The book is available at Water Street Books and through Amazon, which has a number of good reviews posted.

WILLIAMSTOWN, Mass. — A reconnection between long-lost teen sweethearts has inspired a modern-day epistolary novel.

But rather than writing pages of snail-mail love letters, Adam Wolf and Sarah Ross in "Save the Last Dance" re-establish bonds through the swift and instantaneous communication of emails and texts.

Collaborators Eva Ungar Grudin and Eric Joseph used their own experiences as the jumping off point for this debut novel, which had a launch in June at Water Street Books.

"We went together up to 11th grade, and set a wedding date when we were 15," Grudin, a retired Williams College art history professor, recalled last week.  

But life intervened and the teenagers did not set eyes on each other after they graduated from Cleveland Heights High School.

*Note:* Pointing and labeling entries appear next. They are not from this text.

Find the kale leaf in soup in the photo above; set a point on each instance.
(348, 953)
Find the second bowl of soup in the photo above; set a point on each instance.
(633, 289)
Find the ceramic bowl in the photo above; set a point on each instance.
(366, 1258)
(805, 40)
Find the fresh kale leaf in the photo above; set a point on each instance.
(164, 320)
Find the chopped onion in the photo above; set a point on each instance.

"All my life I've looked for someone who loved me as much as Eric did. But anyone who has experienced an intense first love relationship knows it never happens again," said Grudin. "There is a chamber in my heart reserved for Eric Joseph."
 
Ironically, it was after she declined an invitation to her 50th high school reunion three years ago, that she and Joseph reconnected.
 
When Joseph noticed that her name was not on the attendance roster, he asked a mutual friend for Grudin's email address.
 
Grudin made it clear that she was beyond OK with Joseph having her address.
 
"At first, Eric and I exchanged two emails a day, then three a day, then 23 a day. After two months of email, I talked to my husband (about what was happening)," Grudin said, adding that "Eric and I did not see each other until six months after we started emailing."
 
Grudin mentioned the exchange to a friend, and he suggested that the emails be made into a book.

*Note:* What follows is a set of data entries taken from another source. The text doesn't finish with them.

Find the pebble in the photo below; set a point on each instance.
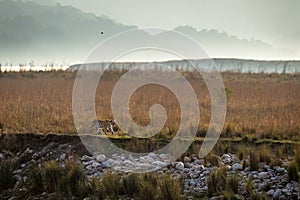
(180, 166)
(100, 158)
(237, 166)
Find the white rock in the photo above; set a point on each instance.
(186, 159)
(237, 166)
(270, 192)
(279, 169)
(159, 164)
(63, 156)
(277, 194)
(96, 164)
(180, 166)
(263, 175)
(100, 158)
(152, 155)
(127, 162)
(86, 158)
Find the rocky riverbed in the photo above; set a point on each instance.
(270, 181)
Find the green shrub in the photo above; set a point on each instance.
(253, 161)
(216, 182)
(52, 173)
(233, 183)
(36, 181)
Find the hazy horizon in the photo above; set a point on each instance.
(45, 31)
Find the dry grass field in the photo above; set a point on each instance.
(259, 106)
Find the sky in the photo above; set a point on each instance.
(272, 21)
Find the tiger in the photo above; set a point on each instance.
(105, 126)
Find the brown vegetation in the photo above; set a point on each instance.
(260, 106)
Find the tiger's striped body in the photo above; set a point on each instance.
(105, 126)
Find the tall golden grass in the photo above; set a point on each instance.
(258, 105)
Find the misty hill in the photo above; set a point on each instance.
(222, 65)
(51, 32)
(30, 31)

"I felt writing a book with Eric would work," said Grudin. "At 15, he had written reams of short stories and a novel I read.  I knew what he could do with language and he learned what I could do."
 
Joseph now lives in Chicago and has been published in his field of health care education and consulting. Grudin, who taught at Williams for 40 years, has written a number of books about art.

"Save the Last Dance" allows the reader eavesdrop on the main characters as they divulge their lifelong secrets, indulge in flights of fancy, and cope with the distress their reunion has caused others. Sarah and Adam also tell everything they feel and think to confidantes.

"I'm 68 years old and I'm acting like a 16-year-old. What's wrong with me?" Sarah tells her friend.

In an email to Adam, Sarah tries to describe how different she looks from when they last saw each other as youngsters. He tries to convince her that she shouldn't be concerned about that. "I can look through the mask of aging, " he writes. "There are no deal-breakers.”

Of her real life, Grudin, now 70, said, "Although I sometimes feel 16 again with this reunion and rekindled passion, I also feel too old for such enormity of feelings. Being as vulnerable as I was at 16 is too uncomfortable at my age."
 
Through the characters of Adam and Sarah, the authors, according to Grudin, were able to say things to each other they would not say as Eva and Eric.
 
The first chapter of the novel is the true story of Grudin and Joseph; the rest of the novel is fiction, with the authors' insight into the situation.
 
"We were miles apart when writing the book, I in Williamstown, Eric in Chicago, working on Skype, email and phone," Grudin said. "We read to each other what we had written. We brought out the best in each other as authors."
 
They melded their writing so well that Grudin says, "We don't know who wrote what.”

Grudin said writing the novel "was tremendously challenging, but writing is an old-fashioned skill, and we feel a certain mastery of it. ...

"There were no easy parts to that, except to learn how compatible Eric and I am."

But she admitted that promoting the book calls for a skill neither she nor Joseph possesses: working with social media.

"It is new-fangled for us," she said.

As for the ending of "Save The Last Dance," Grudin said. "It's not neatly tied with a bow, it's unexpected."
 
Grudin and Joseph have started collaborating on a sequel to their novel. It will not be in email form, but will allow the reader to "see" the characters interact face to face.

When asked what she would like people to take away from reading "Save the Last Dance,” Grudin replied, "The takeaway from our novel concerns late-in-life romance and the idea that adventures and surprises can still await and that includes passion and taking risks and even venturing into new territory — like writing fiction.

"We offer the reader, I think, an honest exploration of the power and peril of first love — especially teenage love rekindled at 70."